Jamal talks of the Land Defense Coalition, a group of grassroots organizations, village organizations, trade unions and others that are working to stop the steady erasure of Palestinian life. As we head north we see more patches of green, scruffy grasses and shrubs where goats, sheep, and cows have grazed for centuries. And of course the grey military guard towers and more settlements with their expanding caravans and an occasional cluster of black and brown Bedouin tents. We drive by Duma where a Palestinian family was fire bombed by settlers in 2015. Ali Dawabsheh, 18 months old, was burned alive while both his parents died several weeks later from severe injuries.
We catch glimpses of rolling desert and the hazy pink hills of Jordan. We are heading into the northern Jordan Valley. Ma’Ale Efrayim is the largest settlement in the valley, as well as a military base, and Jamal adds that it has the highest percentage of (Palestinian) child labor. This area is lush and fertile. Fasayel village has dunams of hot houses, plantations, grapes, palm trees. 240,000 kilometers of the Jordan Valley are controlled by 10,000 Jewish settlers. Before 1967, 300,000 Palestinians lived and worked here. There are now 60,000 survivors.

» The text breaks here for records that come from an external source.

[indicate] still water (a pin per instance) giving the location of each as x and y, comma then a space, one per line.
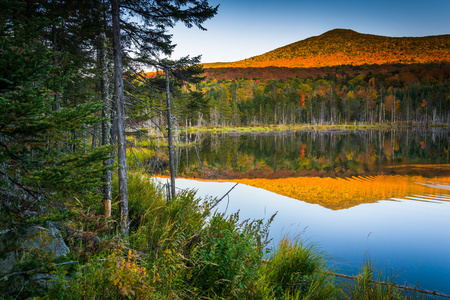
406, 234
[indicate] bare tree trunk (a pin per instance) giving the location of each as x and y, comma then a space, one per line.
119, 100
169, 134
106, 139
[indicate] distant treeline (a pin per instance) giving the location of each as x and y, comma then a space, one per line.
418, 93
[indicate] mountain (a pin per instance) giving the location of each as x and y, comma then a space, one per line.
347, 47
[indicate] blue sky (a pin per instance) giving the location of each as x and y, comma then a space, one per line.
243, 29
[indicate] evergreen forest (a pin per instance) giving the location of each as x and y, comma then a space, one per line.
76, 223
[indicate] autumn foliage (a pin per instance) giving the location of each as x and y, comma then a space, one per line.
340, 193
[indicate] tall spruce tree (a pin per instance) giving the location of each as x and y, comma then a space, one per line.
42, 161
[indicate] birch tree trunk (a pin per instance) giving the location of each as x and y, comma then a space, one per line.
106, 127
119, 101
169, 135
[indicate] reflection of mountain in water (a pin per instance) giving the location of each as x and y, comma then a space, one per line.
317, 153
340, 193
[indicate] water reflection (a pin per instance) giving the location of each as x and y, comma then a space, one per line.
411, 235
316, 153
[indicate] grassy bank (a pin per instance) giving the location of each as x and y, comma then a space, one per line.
182, 249
299, 127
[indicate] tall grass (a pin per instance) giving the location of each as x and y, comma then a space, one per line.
183, 250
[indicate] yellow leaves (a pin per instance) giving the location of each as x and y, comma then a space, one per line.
338, 193
130, 279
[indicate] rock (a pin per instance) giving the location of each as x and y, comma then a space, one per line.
46, 238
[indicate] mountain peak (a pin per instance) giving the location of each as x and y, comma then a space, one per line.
348, 47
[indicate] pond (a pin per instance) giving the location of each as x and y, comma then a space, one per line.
356, 194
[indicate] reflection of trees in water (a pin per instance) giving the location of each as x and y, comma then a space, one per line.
320, 153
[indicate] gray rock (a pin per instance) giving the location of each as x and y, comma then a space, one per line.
46, 238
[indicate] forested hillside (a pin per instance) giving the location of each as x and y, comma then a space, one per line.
347, 47
338, 77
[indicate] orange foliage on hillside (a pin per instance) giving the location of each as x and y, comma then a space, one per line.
340, 193
347, 47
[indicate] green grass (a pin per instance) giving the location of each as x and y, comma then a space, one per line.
181, 249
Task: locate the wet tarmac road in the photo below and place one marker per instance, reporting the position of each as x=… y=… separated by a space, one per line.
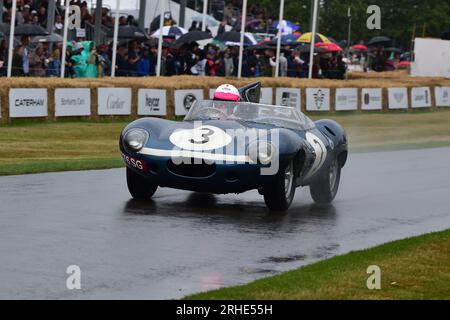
x=184 y=242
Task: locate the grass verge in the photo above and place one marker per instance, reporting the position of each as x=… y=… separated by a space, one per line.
x=32 y=147
x=414 y=268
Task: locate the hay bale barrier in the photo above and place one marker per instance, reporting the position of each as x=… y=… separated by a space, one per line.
x=359 y=81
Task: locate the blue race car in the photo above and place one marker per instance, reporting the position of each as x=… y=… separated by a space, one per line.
x=232 y=147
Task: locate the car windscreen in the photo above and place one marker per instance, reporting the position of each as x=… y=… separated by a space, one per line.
x=283 y=117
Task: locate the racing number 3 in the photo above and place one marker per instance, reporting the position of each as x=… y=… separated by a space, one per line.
x=205 y=136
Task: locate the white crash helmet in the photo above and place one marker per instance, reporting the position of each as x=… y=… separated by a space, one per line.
x=227 y=92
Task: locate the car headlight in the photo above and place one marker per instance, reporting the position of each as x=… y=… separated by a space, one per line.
x=261 y=151
x=135 y=139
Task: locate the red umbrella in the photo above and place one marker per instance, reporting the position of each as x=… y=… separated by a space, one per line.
x=330 y=47
x=404 y=64
x=360 y=47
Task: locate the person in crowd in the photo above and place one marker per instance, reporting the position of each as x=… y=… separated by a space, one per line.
x=3 y=57
x=122 y=62
x=133 y=58
x=228 y=62
x=58 y=27
x=193 y=26
x=143 y=64
x=104 y=60
x=92 y=62
x=37 y=62
x=54 y=64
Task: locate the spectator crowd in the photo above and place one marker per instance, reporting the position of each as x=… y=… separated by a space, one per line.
x=138 y=57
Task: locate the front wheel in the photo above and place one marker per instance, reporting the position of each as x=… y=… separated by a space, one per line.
x=324 y=189
x=140 y=187
x=278 y=194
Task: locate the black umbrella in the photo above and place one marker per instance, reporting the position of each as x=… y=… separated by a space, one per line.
x=54 y=37
x=263 y=47
x=128 y=32
x=395 y=50
x=30 y=30
x=307 y=48
x=232 y=36
x=5 y=27
x=192 y=36
x=379 y=41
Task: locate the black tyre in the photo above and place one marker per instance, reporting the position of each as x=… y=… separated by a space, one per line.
x=278 y=195
x=324 y=189
x=140 y=187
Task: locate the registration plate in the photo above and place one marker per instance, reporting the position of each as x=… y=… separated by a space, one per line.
x=135 y=163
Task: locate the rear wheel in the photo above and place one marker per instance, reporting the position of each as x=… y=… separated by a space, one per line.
x=278 y=194
x=140 y=187
x=324 y=189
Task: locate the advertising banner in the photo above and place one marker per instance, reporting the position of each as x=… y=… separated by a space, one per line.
x=371 y=99
x=346 y=99
x=24 y=103
x=114 y=101
x=152 y=102
x=184 y=99
x=317 y=99
x=442 y=96
x=72 y=102
x=421 y=97
x=288 y=97
x=398 y=98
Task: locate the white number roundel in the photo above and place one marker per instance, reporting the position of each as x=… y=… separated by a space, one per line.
x=200 y=138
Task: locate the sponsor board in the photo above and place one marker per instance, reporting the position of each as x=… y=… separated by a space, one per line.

After the village of Jiftlik and the settlement of Beqaot which is stealing Palestinian water reserves, we stop at the Hamra checkpoint which can often be very oppressive. Jamal notes that this is also a military area and such areas are frequently classified as nature reserves to continue the Judaization process in its varied nefarious forms. The Israelis have even dug up huge trenches and long walls of dirt to prevent Palestinians from moving from one field to the next.
We turn off the paved road and head onto a deeply rutted muddy road towards a Bedouin village which Jamal adds, has been destroyed six times. The ethnic cleansing continues.